*Open Islamicate Texts Initiative Arabic-script OCR Catalyst Project* (*OpenITI AOCP*) Phase Two

Open Islamicate Texts Initiative Arabic-script OCR Catalyst Project (OpenITI AOCP) Phase Two

Funded through two grants from The Andrew W. Mellon Foundation, Phase One of the Open Islamicate Texts Initiative Arabic-script OCR Catalyst Project (OpenITI AOCP) was the first undertaking of its kind to tackle the technical and organizational barriers that historically have stymied the development of Arabic-script OCR and digital text production for Islamicate Studies.

For full detail on the first phase of OpenITI AOCP, please see this article.

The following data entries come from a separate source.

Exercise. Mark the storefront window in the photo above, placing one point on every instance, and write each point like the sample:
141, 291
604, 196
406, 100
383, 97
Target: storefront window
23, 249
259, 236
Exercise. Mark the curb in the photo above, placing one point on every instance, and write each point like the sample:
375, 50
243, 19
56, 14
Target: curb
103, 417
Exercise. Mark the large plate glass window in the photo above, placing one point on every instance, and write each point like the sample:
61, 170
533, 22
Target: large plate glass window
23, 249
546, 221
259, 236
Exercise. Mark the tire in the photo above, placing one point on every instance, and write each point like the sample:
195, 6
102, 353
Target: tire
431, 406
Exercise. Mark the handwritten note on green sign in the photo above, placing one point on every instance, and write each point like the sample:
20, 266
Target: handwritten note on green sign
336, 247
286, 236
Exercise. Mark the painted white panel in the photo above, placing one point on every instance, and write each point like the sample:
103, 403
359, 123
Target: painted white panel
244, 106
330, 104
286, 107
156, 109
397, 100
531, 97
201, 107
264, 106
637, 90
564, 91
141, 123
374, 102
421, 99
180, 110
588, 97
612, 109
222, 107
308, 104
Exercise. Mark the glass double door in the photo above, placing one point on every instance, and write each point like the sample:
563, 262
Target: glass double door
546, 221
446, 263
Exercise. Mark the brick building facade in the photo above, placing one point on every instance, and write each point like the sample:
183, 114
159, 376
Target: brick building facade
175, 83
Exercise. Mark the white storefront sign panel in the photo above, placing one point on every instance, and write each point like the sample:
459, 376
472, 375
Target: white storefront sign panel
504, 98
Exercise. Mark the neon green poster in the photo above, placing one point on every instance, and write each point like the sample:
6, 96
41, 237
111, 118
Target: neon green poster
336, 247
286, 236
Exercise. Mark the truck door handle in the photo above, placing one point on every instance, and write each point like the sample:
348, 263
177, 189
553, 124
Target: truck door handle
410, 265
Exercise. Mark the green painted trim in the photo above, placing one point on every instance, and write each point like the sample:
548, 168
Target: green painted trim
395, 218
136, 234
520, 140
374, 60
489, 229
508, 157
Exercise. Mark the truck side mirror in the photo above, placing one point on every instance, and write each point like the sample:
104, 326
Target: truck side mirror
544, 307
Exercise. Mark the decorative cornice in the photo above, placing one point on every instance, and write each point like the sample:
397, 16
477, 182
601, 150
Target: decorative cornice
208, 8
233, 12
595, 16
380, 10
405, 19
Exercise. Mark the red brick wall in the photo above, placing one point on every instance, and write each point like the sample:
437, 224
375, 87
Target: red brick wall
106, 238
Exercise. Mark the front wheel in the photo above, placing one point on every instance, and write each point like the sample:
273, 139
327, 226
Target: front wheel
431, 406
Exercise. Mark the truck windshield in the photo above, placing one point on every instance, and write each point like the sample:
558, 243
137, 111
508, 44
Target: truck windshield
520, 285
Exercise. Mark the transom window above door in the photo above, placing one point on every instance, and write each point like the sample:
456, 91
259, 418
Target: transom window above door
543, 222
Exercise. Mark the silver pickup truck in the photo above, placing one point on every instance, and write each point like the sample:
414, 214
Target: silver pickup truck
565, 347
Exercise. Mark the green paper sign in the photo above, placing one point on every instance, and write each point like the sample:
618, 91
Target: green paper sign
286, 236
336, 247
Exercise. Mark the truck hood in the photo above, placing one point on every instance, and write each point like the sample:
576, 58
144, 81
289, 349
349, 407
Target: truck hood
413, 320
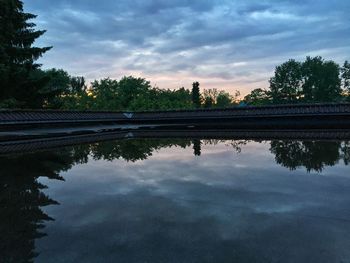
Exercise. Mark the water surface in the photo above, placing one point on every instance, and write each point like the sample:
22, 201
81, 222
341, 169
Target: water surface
177, 200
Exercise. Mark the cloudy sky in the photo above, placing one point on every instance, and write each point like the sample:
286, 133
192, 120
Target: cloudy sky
224, 44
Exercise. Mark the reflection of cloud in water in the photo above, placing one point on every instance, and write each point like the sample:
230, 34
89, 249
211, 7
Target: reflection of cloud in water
184, 208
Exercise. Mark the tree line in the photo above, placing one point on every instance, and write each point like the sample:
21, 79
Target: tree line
310, 81
25, 85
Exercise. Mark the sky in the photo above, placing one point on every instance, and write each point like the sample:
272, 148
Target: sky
223, 44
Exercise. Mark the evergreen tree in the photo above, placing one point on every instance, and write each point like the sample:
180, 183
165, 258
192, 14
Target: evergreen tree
196, 96
20, 85
346, 79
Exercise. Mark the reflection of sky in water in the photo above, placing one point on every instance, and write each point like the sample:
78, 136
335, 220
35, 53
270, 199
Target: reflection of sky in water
220, 207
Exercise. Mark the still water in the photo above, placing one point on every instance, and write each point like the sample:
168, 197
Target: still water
177, 200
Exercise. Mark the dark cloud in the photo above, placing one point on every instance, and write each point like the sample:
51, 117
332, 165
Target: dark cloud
156, 38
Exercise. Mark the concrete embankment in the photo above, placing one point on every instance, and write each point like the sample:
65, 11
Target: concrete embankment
34, 124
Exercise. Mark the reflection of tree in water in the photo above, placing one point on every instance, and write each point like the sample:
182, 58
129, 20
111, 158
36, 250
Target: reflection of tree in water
22, 199
133, 150
197, 148
313, 155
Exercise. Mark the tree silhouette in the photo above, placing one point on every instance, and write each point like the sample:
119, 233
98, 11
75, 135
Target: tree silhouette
346, 78
20, 84
196, 96
286, 85
321, 80
197, 147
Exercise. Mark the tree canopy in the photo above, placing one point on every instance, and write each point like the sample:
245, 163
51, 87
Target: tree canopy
21, 85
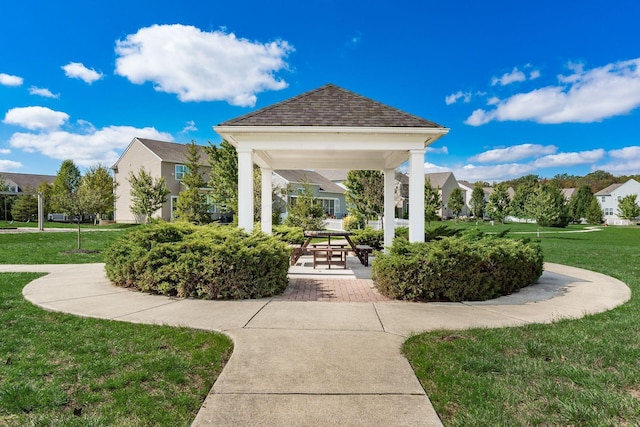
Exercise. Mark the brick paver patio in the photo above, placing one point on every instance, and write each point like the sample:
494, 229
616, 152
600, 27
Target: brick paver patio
331, 290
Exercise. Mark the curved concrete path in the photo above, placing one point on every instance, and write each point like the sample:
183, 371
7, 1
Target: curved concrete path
320, 363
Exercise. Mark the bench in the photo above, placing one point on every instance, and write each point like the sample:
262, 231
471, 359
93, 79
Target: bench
363, 251
324, 255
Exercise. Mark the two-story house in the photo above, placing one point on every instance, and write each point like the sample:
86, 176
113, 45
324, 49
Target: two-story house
610, 197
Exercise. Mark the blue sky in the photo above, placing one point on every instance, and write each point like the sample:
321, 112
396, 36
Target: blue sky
542, 87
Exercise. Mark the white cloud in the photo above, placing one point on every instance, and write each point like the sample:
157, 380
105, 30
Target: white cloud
9, 80
9, 165
204, 66
42, 92
508, 78
513, 153
582, 97
434, 150
77, 70
454, 97
190, 127
570, 159
85, 149
34, 118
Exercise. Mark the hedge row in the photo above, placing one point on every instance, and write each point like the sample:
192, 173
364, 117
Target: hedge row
457, 268
210, 262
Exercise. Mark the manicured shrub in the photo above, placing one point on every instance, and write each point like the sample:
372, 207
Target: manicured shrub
210, 262
461, 268
292, 235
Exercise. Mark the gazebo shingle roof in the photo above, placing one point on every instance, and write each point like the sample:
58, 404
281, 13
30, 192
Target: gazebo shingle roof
330, 105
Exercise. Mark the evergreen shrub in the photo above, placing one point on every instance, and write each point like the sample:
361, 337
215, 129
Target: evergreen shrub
459, 268
209, 262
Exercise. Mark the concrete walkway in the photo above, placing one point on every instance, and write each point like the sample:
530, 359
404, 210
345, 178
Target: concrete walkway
311, 357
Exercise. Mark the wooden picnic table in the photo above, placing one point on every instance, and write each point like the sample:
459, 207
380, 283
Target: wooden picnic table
361, 252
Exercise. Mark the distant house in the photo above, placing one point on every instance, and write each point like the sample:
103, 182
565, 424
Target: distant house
24, 182
445, 182
610, 197
160, 159
330, 194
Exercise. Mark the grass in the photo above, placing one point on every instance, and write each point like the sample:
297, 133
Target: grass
571, 372
54, 247
58, 369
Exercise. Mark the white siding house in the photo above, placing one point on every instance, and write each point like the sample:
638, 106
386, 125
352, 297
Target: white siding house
610, 197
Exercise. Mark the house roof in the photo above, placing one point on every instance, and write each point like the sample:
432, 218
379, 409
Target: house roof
26, 181
311, 177
608, 190
330, 105
437, 179
170, 151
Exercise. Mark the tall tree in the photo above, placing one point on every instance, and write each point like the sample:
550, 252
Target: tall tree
147, 194
477, 202
99, 191
456, 202
628, 207
594, 212
304, 210
365, 193
66, 196
499, 203
432, 202
192, 203
579, 203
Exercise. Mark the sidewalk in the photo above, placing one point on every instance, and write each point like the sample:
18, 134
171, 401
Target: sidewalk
305, 359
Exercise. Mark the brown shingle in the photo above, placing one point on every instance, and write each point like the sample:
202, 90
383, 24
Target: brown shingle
330, 105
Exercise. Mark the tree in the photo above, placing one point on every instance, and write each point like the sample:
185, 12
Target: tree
432, 202
304, 210
579, 203
66, 196
628, 207
365, 193
147, 194
477, 202
594, 212
456, 201
499, 203
192, 203
98, 190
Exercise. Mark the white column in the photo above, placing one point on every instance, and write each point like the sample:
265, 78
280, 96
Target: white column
245, 189
266, 219
416, 195
389, 206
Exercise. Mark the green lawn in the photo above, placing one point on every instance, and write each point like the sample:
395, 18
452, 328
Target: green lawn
578, 372
58, 369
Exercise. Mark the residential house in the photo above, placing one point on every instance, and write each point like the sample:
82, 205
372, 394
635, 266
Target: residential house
330, 194
162, 160
610, 197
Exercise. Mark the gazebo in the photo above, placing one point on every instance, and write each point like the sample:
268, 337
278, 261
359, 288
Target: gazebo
331, 128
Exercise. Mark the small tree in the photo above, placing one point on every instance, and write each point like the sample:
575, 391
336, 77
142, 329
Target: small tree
456, 202
498, 205
594, 212
99, 191
192, 203
147, 194
305, 211
365, 193
477, 202
432, 202
628, 207
66, 196
579, 203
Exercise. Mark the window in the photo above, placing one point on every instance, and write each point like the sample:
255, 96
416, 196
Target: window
180, 171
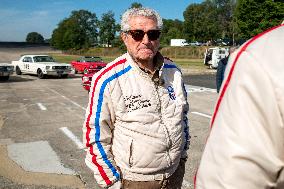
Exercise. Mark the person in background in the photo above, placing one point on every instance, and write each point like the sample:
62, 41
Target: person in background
136, 128
221, 69
245, 148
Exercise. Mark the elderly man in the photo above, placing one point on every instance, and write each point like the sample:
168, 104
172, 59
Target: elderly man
135, 129
245, 148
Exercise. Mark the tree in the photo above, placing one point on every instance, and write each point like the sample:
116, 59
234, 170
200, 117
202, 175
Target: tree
108, 28
76, 32
172, 29
34, 37
200, 22
253, 17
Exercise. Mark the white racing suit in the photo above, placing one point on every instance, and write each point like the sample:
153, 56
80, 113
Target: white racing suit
135, 128
245, 149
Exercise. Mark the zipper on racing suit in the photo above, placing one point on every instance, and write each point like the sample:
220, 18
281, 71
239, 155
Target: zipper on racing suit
158, 83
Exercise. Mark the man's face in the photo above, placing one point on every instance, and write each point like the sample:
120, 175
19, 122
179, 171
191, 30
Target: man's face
145, 49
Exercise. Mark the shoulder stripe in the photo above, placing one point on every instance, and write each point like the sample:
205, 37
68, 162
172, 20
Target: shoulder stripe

Phase II of OpenITI AOCP brings together a highly interdisciplinary team of experts in Islamicate studies, digital humanities, and computer science to build textual resources for the digital study of the Islamicate world and transform open-source optical character (OCR)/handwritten textual recognition (HTR) technology for all languages. This project is led by investigators from the Roshan Institute for Persian Studies and Maryland Institute for Technology in the Humanities at the University of Maryland; Northeastern University’s (NU) NULab for Texts, Maps, and Networks; University of California, San Diego; and the Centre for Digital Humanities at the Aga Khan University’s Institute for the Study of Muslim Civilisations (London).

OpenITI AOCP Phase II will build on the considerable successes of the Phase I project in piloting corpus production for Persian and Arabic and advancing OCR character accuracy rates (CARs) on the most common typefaces in Persian and Arabic print history. In Phase II, the OpenITI AOCP team will dramatically expand the size of OpenITI’s Persian and Arabic corpus through large-scale OCR work in Persian and Arabic; extend the linguistic capabilities of OpenITI’s OCR tools into Ottoman Turkish and Urdu; transform its open-source optical character recognition (OCR)/handwritten text recognition (HTR) pipeline by incorporating newly developed unsupervised machine learning tools into its workflow (including into its user-friendly interface, eScriptorium); build individual scholarly and institutional Islamicate manuscript HTR workflows; and convene an experts workshop to critically assess the ethical and technological issues for next-generation digital text dissemination.

Funding and Project Duration: $1,749,722.00 from July 2022 to June 2025.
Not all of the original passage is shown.